Growing Up With A Mother That Suffers With Ptsd

My mom has been home bound since i was 7, I'm 16 now. She has suffered with PTSD (post tramatic stress disorder) my whole life, due to her bad childhood.  I've never been able to relate to anyone growing up because most kids have parents suffering from alcoholism or something relatable.  For any of you that may have experienced living with someone suffering from PTSD its not something easily explainable.  My mom was in and out of the hospital when i was little, to get well and i had to stay with my alcoholic grandparents. My father was not in the picture.  At age 7, i had to grow up and take care of my mom because she just couldn't function. I cooked and cleaned and when i was 14, i got my junior permit to grocery shop and drive myself and my mom to appointments. At 13, i already knew where i wanted to go to college and what i wanted to do with my life. I used to run away sometimes and people never understood why because they thought i had a perfect life. I looked into emancipation but just couldn't go through with it. She's getting well now, but its still hard sometimes. She doesn't rely on me to take care of her but now I'm constantly switching roles as the adult and child. She is always telling me she wants me to be a kid while I can and enjoy my high school years.  But after growing up how i did, its not that easy.  I don't feel the need to go out and be a kid.  I have a job and i love it.  I love working and being independent.  I love knowing what goals i have and what i need to do to work towards that.  She thinks sometimes that i resent her for not being able to give me a good life but i don't and as much as i tell her that i don't, i still feel like she believes that.
I've never been the one to complain, I know someone has it much worse out there.  It wasn't until today i found a website where i can share a little about my story growing up with an ill mother. I didn't write this to get advice. I wrote this for others to know that they aren't alone.  There are people out there that you can relate to, even if it seems that no one understands.  You just have to find the people that do. (:
babybribug babybribug
18-21
4 Responses May 16, 2012

my mom is getting better now. i hope she will totally recover from the 15years nightmare.
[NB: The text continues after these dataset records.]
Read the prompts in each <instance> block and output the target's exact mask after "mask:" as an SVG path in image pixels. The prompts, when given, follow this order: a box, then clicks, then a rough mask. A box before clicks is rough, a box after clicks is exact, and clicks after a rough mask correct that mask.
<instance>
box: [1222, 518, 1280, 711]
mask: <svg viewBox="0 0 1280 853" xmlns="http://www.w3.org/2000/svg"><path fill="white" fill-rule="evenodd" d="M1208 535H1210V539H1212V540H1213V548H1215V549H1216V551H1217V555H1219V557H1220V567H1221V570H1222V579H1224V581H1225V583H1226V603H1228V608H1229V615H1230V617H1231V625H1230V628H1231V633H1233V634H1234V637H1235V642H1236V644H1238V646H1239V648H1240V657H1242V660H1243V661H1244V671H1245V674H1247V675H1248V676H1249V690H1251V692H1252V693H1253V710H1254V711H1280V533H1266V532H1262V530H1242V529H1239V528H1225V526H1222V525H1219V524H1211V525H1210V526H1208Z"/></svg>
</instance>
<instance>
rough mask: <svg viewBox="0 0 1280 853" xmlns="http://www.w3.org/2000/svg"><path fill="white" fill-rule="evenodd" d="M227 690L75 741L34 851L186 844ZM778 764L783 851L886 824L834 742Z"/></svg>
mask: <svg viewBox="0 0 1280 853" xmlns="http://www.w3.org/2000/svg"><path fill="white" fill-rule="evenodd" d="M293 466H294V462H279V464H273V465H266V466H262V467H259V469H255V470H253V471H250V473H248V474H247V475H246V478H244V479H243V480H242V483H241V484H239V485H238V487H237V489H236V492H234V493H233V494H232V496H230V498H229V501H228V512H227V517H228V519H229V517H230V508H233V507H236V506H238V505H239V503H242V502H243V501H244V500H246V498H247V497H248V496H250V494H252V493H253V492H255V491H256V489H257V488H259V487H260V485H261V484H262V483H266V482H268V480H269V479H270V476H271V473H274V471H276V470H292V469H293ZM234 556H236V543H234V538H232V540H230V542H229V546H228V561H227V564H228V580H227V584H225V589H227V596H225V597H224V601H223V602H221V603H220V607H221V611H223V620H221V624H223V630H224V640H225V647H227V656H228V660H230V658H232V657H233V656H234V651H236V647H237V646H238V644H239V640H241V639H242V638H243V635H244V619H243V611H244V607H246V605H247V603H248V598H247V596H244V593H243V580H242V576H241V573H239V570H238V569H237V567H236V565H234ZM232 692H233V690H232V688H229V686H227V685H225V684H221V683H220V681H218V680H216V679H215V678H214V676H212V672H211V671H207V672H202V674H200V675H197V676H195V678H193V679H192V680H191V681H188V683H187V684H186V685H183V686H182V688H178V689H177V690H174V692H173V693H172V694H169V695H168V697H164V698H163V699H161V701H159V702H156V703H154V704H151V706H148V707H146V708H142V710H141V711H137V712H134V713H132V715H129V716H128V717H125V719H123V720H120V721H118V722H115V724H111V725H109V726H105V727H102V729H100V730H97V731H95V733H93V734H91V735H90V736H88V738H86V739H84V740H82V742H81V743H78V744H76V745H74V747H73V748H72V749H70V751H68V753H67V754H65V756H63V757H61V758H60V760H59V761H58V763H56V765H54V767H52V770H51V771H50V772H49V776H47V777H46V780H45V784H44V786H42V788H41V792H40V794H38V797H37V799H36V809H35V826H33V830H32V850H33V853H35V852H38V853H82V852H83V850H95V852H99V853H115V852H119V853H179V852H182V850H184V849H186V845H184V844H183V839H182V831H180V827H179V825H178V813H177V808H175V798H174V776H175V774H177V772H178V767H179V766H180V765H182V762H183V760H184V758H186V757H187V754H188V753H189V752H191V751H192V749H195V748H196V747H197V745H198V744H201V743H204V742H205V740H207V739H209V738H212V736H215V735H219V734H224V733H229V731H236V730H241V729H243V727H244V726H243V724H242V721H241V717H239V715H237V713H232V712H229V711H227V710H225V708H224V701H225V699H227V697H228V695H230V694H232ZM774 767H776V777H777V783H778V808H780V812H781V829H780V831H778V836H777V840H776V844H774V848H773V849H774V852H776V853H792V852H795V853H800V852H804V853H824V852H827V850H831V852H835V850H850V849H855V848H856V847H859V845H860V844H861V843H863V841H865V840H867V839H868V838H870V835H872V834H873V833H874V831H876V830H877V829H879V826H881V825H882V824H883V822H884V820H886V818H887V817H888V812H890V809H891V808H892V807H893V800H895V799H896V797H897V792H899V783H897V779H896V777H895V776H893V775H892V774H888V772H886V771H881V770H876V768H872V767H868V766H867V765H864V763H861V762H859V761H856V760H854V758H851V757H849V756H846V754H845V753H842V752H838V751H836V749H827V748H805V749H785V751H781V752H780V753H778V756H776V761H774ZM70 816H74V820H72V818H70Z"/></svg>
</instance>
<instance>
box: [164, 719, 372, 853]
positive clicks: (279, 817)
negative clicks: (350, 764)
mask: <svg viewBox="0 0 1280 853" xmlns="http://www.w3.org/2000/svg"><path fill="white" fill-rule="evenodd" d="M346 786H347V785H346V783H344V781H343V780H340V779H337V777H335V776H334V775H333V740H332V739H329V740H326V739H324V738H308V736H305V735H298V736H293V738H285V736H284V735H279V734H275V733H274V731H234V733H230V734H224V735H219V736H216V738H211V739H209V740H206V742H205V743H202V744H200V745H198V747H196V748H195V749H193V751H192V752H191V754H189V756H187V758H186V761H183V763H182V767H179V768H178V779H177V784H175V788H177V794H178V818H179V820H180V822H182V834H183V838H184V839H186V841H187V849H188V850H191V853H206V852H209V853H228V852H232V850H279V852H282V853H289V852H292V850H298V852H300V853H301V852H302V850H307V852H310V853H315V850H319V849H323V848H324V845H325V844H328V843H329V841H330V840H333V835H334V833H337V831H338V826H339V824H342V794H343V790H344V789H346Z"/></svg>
join social groups / activity where young ppl get together

:((((

I can relate! Thanks for sharing this. I know how it can be to feel isolated and and not being able to relate to your peers. Its tough to feel that way, but it also makes us stronger people. :)

yeah, i just wish there were more support groups out there for this... there really aren't any.

Yes I know, I was a little disappointed how about how few people are apart of this group. I know there is many people out there with this experience. Maybe people don't want to admit it or think its taboo...I don't know. I have never really reached out to other people who may have "been there" when it comes to mentally ill parents. That's why I joined this site...do you know of any other sites that have support about this topic? I think its a experience that if you have gone through...you need to talk about it. Its really does help shape the person you become and affects you deeply.

May I add you as a friend? or you can add me if you wish...Thanks.